Early morning balloon rides through the region's otherworldly landscape have long been a hallmark of Turkey's tourism industry, and roughly 300,000 tourists are thought to take to Cappadocia's skies every year.
“It is our hope that a safer and higher standard of flying will result from the [Civil Aviation General Directorate] SHGM's development of a monitoring system,” said Bilal Ekşi, head of the SHGM, in an interview with the Anatolia news agency.
Ekşi laments that the regions where the balloons take flight are difficult to monitor and thus seldom regulated. For this reason, explained Ekşi, the remote monitor of balloons through a variety of fixed cameras and GPS taggers will be necessary to bring Cappadocia's sometimes wayward balloons under control.
“We undertook a project with the Turkish Statistics Institute [TurkStat]. The project is to follow the balloons with GPS devices,” Ekşi explained. “With the help of GPS systems that we put on the balloons, we will be able to follow online when the balloons take off, where they are flying and how fast they are going.”
Growing risk in a growing industry
While the balloon companies operating in Cappadocia are generally known to have safe flying records, the rapidly expanding nature of the industry and the recent death of a British tourist in a crash have driven the government to impose more regulation.
In May 2009 two hot air balloons collided in mid-air during a routine morning flight. One of the balloons crashed 50 meters to the ground, an accident that left English physicist Kevin Beurle dead and nine others injured.

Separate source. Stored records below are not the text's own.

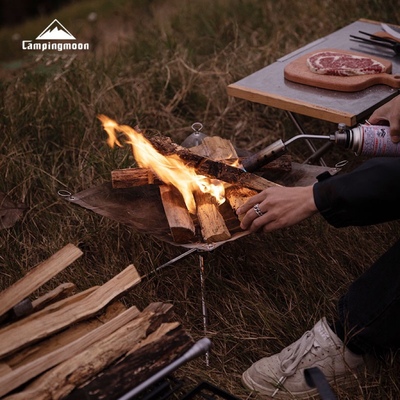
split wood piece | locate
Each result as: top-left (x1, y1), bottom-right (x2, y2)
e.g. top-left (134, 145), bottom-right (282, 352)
top-left (225, 186), bottom-right (259, 221)
top-left (5, 303), bottom-right (174, 400)
top-left (194, 191), bottom-right (231, 243)
top-left (0, 244), bottom-right (83, 319)
top-left (31, 282), bottom-right (77, 312)
top-left (188, 136), bottom-right (238, 161)
top-left (0, 286), bottom-right (96, 360)
top-left (111, 168), bottom-right (162, 188)
top-left (3, 302), bottom-right (126, 371)
top-left (0, 306), bottom-right (141, 397)
top-left (146, 135), bottom-right (280, 191)
top-left (66, 322), bottom-right (194, 400)
top-left (0, 265), bottom-right (141, 359)
top-left (159, 185), bottom-right (195, 243)
top-left (0, 283), bottom-right (78, 325)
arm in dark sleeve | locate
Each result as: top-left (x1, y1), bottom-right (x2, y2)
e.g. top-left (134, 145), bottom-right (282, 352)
top-left (313, 158), bottom-right (400, 228)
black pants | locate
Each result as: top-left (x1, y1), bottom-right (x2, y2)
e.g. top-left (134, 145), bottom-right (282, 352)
top-left (338, 238), bottom-right (400, 354)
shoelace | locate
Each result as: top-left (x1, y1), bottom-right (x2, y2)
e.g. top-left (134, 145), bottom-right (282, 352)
top-left (272, 330), bottom-right (315, 397)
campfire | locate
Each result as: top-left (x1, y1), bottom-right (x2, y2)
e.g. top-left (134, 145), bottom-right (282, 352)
top-left (97, 116), bottom-right (280, 245)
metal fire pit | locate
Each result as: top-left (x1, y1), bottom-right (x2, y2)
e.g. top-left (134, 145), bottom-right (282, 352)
top-left (59, 160), bottom-right (339, 251)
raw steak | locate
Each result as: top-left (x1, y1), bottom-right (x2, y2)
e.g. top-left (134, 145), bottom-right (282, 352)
top-left (307, 51), bottom-right (387, 76)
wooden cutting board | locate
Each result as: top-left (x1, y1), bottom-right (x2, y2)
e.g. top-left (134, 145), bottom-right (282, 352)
top-left (284, 48), bottom-right (400, 92)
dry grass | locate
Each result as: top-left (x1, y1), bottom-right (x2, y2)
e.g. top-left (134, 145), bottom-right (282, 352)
top-left (1, 0), bottom-right (400, 398)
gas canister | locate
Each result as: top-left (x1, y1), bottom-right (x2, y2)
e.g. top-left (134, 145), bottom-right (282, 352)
top-left (334, 123), bottom-right (399, 157)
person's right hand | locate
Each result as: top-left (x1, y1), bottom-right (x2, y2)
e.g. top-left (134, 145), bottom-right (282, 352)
top-left (369, 95), bottom-right (400, 143)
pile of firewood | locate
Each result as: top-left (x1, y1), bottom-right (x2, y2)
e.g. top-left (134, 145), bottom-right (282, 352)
top-left (0, 244), bottom-right (194, 400)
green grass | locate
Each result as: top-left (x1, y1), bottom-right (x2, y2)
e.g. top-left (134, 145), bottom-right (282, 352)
top-left (1, 0), bottom-right (400, 398)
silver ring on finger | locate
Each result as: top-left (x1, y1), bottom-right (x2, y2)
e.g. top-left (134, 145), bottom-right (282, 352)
top-left (253, 203), bottom-right (264, 217)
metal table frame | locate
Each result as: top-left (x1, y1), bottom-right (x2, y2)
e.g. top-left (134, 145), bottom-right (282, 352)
top-left (227, 19), bottom-right (400, 163)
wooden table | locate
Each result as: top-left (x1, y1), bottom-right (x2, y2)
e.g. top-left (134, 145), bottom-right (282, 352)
top-left (227, 19), bottom-right (400, 127)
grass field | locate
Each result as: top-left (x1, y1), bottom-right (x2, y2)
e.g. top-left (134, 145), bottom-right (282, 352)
top-left (1, 0), bottom-right (400, 398)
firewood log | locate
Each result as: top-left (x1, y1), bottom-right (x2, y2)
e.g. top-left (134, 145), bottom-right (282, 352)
top-left (159, 185), bottom-right (195, 243)
top-left (0, 306), bottom-right (141, 397)
top-left (0, 244), bottom-right (82, 319)
top-left (146, 135), bottom-right (279, 191)
top-left (4, 303), bottom-right (174, 400)
top-left (65, 322), bottom-right (194, 400)
top-left (31, 282), bottom-right (77, 312)
top-left (225, 186), bottom-right (258, 221)
top-left (194, 191), bottom-right (231, 243)
top-left (111, 168), bottom-right (162, 188)
top-left (0, 265), bottom-right (141, 359)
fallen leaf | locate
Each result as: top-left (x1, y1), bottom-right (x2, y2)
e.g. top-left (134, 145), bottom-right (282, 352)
top-left (0, 192), bottom-right (27, 229)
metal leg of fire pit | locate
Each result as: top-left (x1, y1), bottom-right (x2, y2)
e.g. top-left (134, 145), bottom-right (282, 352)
top-left (199, 253), bottom-right (210, 366)
top-left (152, 248), bottom-right (199, 273)
top-left (151, 249), bottom-right (211, 366)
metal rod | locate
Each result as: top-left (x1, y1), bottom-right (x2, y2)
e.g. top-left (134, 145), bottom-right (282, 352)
top-left (199, 254), bottom-right (210, 366)
top-left (117, 338), bottom-right (212, 400)
top-left (284, 134), bottom-right (332, 146)
top-left (304, 141), bottom-right (334, 165)
top-left (147, 248), bottom-right (198, 277)
top-left (286, 111), bottom-right (327, 166)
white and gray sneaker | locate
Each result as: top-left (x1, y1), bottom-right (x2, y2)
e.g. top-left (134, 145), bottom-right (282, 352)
top-left (242, 318), bottom-right (365, 399)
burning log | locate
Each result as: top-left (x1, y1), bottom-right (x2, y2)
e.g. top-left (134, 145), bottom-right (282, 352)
top-left (194, 191), bottom-right (231, 243)
top-left (159, 185), bottom-right (196, 243)
top-left (146, 135), bottom-right (279, 191)
top-left (111, 168), bottom-right (162, 188)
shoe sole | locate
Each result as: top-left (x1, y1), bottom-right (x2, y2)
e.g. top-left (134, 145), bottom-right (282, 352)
top-left (241, 368), bottom-right (363, 399)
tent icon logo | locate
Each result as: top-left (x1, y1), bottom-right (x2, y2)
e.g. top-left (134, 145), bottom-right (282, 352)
top-left (36, 19), bottom-right (76, 41)
top-left (22, 19), bottom-right (89, 52)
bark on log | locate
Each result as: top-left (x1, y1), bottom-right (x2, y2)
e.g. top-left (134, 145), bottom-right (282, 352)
top-left (0, 244), bottom-right (83, 319)
top-left (4, 303), bottom-right (174, 400)
top-left (0, 265), bottom-right (141, 358)
top-left (0, 306), bottom-right (141, 397)
top-left (194, 191), bottom-right (231, 243)
top-left (159, 185), bottom-right (195, 243)
top-left (146, 135), bottom-right (279, 191)
top-left (65, 322), bottom-right (194, 400)
top-left (111, 168), bottom-right (162, 188)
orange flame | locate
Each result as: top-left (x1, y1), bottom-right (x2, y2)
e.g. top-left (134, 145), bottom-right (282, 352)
top-left (98, 115), bottom-right (225, 214)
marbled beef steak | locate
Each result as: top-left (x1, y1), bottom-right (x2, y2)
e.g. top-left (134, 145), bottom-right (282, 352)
top-left (307, 50), bottom-right (387, 76)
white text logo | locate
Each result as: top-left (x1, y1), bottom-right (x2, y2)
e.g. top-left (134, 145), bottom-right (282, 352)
top-left (22, 19), bottom-right (90, 52)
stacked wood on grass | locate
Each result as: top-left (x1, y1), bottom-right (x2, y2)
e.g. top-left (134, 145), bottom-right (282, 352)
top-left (0, 244), bottom-right (194, 400)
top-left (111, 136), bottom-right (286, 244)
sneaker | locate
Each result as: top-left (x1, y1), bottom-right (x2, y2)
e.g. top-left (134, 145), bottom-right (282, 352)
top-left (242, 318), bottom-right (364, 399)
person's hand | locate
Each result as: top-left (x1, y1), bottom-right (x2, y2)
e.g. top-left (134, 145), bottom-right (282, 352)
top-left (368, 95), bottom-right (400, 143)
top-left (237, 185), bottom-right (318, 233)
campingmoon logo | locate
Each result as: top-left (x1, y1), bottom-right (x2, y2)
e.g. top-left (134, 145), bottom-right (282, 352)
top-left (22, 19), bottom-right (90, 52)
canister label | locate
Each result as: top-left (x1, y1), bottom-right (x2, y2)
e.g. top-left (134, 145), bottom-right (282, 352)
top-left (357, 125), bottom-right (400, 157)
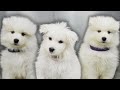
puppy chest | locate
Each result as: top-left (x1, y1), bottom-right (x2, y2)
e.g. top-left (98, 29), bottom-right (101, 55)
top-left (2, 53), bottom-right (27, 75)
top-left (44, 61), bottom-right (69, 79)
top-left (94, 56), bottom-right (117, 74)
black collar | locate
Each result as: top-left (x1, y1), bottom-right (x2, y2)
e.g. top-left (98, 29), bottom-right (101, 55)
top-left (8, 49), bottom-right (21, 53)
top-left (90, 45), bottom-right (110, 51)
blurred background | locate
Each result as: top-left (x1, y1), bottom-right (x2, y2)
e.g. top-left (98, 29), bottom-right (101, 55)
top-left (0, 11), bottom-right (120, 79)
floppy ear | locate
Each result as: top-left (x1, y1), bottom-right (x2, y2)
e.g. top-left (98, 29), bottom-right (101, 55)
top-left (39, 24), bottom-right (49, 35)
top-left (67, 30), bottom-right (79, 47)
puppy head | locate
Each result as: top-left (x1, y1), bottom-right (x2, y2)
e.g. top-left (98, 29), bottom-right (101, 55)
top-left (39, 22), bottom-right (78, 56)
top-left (84, 16), bottom-right (119, 48)
top-left (1, 16), bottom-right (37, 49)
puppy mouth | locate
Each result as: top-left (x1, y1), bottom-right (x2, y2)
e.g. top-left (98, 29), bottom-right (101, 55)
top-left (49, 53), bottom-right (57, 58)
top-left (98, 41), bottom-right (107, 44)
top-left (11, 43), bottom-right (19, 46)
top-left (14, 43), bottom-right (19, 46)
top-left (11, 43), bottom-right (26, 49)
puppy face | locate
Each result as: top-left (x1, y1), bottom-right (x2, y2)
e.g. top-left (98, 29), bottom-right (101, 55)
top-left (1, 30), bottom-right (29, 49)
top-left (1, 16), bottom-right (36, 49)
top-left (40, 22), bottom-right (78, 57)
top-left (84, 16), bottom-right (119, 47)
top-left (42, 31), bottom-right (67, 56)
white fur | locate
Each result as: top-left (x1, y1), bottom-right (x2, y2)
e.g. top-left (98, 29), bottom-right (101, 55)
top-left (1, 16), bottom-right (38, 79)
top-left (36, 22), bottom-right (81, 79)
top-left (79, 16), bottom-right (119, 79)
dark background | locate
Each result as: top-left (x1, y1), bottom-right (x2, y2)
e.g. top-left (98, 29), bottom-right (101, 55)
top-left (0, 11), bottom-right (119, 79)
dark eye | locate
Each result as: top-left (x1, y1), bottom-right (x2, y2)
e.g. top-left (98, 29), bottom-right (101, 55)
top-left (49, 37), bottom-right (52, 40)
top-left (11, 31), bottom-right (15, 34)
top-left (108, 31), bottom-right (111, 34)
top-left (59, 40), bottom-right (63, 44)
top-left (21, 33), bottom-right (26, 36)
top-left (98, 30), bottom-right (101, 33)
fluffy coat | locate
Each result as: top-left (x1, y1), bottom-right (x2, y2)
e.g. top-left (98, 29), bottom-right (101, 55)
top-left (1, 16), bottom-right (38, 79)
top-left (36, 23), bottom-right (81, 79)
top-left (79, 16), bottom-right (120, 79)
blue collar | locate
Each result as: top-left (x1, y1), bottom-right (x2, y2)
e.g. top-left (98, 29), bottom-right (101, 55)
top-left (90, 45), bottom-right (110, 51)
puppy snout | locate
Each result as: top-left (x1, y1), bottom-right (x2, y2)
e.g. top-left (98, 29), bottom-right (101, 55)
top-left (14, 39), bottom-right (19, 44)
top-left (102, 37), bottom-right (107, 42)
top-left (49, 47), bottom-right (55, 53)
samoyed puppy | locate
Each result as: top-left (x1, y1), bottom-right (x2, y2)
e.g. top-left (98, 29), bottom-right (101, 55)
top-left (1, 16), bottom-right (38, 79)
top-left (36, 22), bottom-right (81, 79)
top-left (79, 16), bottom-right (120, 79)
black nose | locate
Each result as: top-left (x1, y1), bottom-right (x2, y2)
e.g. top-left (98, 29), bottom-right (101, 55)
top-left (14, 39), bottom-right (19, 44)
top-left (102, 37), bottom-right (107, 41)
top-left (49, 47), bottom-right (55, 52)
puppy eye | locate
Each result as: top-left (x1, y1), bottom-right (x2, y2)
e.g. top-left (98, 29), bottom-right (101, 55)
top-left (11, 31), bottom-right (15, 34)
top-left (98, 30), bottom-right (101, 33)
top-left (21, 33), bottom-right (26, 36)
top-left (49, 37), bottom-right (52, 40)
top-left (59, 40), bottom-right (63, 44)
top-left (108, 31), bottom-right (111, 34)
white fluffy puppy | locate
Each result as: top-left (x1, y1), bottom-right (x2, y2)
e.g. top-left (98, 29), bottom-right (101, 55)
top-left (36, 22), bottom-right (81, 79)
top-left (79, 16), bottom-right (119, 79)
top-left (1, 16), bottom-right (38, 79)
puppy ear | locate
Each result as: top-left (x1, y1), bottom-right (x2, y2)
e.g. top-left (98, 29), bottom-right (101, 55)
top-left (114, 21), bottom-right (120, 32)
top-left (2, 18), bottom-right (9, 27)
top-left (89, 17), bottom-right (94, 26)
top-left (59, 22), bottom-right (67, 28)
top-left (2, 18), bottom-right (12, 31)
top-left (39, 24), bottom-right (49, 35)
top-left (67, 30), bottom-right (79, 47)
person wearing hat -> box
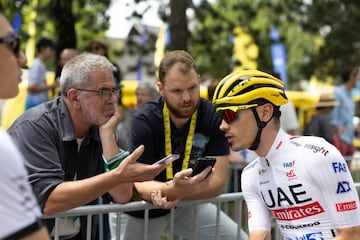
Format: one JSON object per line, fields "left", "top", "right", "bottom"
{"left": 89, "top": 38, "right": 123, "bottom": 90}
{"left": 303, "top": 93, "right": 339, "bottom": 143}
{"left": 26, "top": 37, "right": 57, "bottom": 110}
{"left": 212, "top": 70, "right": 360, "bottom": 239}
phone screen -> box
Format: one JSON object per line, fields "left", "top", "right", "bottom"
{"left": 153, "top": 154, "right": 180, "bottom": 165}
{"left": 189, "top": 157, "right": 216, "bottom": 177}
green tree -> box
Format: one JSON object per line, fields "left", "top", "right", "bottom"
{"left": 3, "top": 0, "right": 111, "bottom": 66}
{"left": 169, "top": 0, "right": 189, "bottom": 50}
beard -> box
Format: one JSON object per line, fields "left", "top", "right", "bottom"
{"left": 165, "top": 97, "right": 200, "bottom": 119}
{"left": 81, "top": 103, "right": 115, "bottom": 126}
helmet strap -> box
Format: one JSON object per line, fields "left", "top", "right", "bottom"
{"left": 249, "top": 107, "right": 272, "bottom": 150}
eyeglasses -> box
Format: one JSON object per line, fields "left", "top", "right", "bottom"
{"left": 0, "top": 35, "right": 20, "bottom": 56}
{"left": 216, "top": 104, "right": 258, "bottom": 124}
{"left": 76, "top": 88, "right": 120, "bottom": 101}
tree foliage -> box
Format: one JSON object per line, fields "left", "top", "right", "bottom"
{"left": 3, "top": 0, "right": 111, "bottom": 66}
{"left": 3, "top": 0, "right": 360, "bottom": 87}
{"left": 130, "top": 0, "right": 360, "bottom": 87}
{"left": 190, "top": 0, "right": 360, "bottom": 86}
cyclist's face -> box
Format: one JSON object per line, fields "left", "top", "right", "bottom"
{"left": 158, "top": 63, "right": 200, "bottom": 119}
{"left": 219, "top": 108, "right": 259, "bottom": 151}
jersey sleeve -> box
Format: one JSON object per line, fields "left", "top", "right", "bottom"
{"left": 241, "top": 161, "right": 272, "bottom": 232}
{"left": 304, "top": 140, "right": 360, "bottom": 228}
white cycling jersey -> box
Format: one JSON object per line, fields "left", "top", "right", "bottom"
{"left": 242, "top": 129, "right": 360, "bottom": 240}
{"left": 0, "top": 128, "right": 43, "bottom": 239}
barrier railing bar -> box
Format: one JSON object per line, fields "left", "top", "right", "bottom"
{"left": 116, "top": 211, "right": 121, "bottom": 240}
{"left": 169, "top": 208, "right": 175, "bottom": 240}
{"left": 54, "top": 217, "right": 59, "bottom": 240}
{"left": 216, "top": 202, "right": 220, "bottom": 240}
{"left": 86, "top": 214, "right": 91, "bottom": 240}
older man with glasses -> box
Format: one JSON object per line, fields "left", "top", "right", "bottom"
{"left": 8, "top": 52, "right": 166, "bottom": 240}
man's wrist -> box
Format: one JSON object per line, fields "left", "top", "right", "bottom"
{"left": 103, "top": 150, "right": 129, "bottom": 171}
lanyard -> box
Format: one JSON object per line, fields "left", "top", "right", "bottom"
{"left": 163, "top": 103, "right": 197, "bottom": 180}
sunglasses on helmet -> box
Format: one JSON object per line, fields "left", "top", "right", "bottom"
{"left": 216, "top": 104, "right": 258, "bottom": 124}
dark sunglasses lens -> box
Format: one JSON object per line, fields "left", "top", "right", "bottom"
{"left": 219, "top": 109, "right": 236, "bottom": 124}
{"left": 13, "top": 38, "right": 20, "bottom": 56}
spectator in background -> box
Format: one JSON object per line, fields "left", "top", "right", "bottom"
{"left": 117, "top": 81, "right": 158, "bottom": 149}
{"left": 55, "top": 48, "right": 78, "bottom": 82}
{"left": 303, "top": 93, "right": 339, "bottom": 143}
{"left": 89, "top": 38, "right": 122, "bottom": 89}
{"left": 26, "top": 37, "right": 57, "bottom": 110}
{"left": 54, "top": 48, "right": 78, "bottom": 95}
{"left": 279, "top": 99, "right": 299, "bottom": 135}
{"left": 0, "top": 5, "right": 50, "bottom": 239}
{"left": 331, "top": 66, "right": 359, "bottom": 168}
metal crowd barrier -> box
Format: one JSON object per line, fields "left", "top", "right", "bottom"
{"left": 44, "top": 183, "right": 360, "bottom": 240}
{"left": 44, "top": 192, "right": 246, "bottom": 240}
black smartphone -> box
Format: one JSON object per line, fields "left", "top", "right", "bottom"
{"left": 189, "top": 157, "right": 217, "bottom": 177}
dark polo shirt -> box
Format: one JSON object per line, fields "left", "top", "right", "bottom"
{"left": 8, "top": 97, "right": 108, "bottom": 239}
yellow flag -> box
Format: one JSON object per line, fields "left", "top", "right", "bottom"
{"left": 232, "top": 26, "right": 259, "bottom": 72}
{"left": 154, "top": 23, "right": 168, "bottom": 75}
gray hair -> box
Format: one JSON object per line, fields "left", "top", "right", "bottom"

The crash came as a shock to the industry, which had previously boasted an accident-free history. Furthermore, regulators could find few indicators of neglect or failure following the accident. Neither the company -- Kapadokya Balloons -- nor the balloon's pilot, who had over eight years of experience prior to the crash, was found to be guilty of misconduct.
Now that the skies above Cappadocia are more crowded than ever, regulators worry about the possibility of yet another collision. “While in 2006 there were 43 balloons, today there are 127,” Ekşi explained, urging that more oversight will be necessary to ensure safe skies.
Keeping the tourist trade
The SHGM's promises for active monitoring have been met with warm responses from Cappadocia's tourism community.
Göreme Mayor Nuri Cingil told Anatolia that all necessary steps should be taken to ensure the safety of the balloon industry, adding that “as regional authorities our job is to support the balloon sector. In tourism there is no place for mistakes or wasting time.”
Cappadocia's balloons attract thousands of tourists every year, and it is estimated that in peak summer months 1,500-2,000 tourists ride the balloons every day.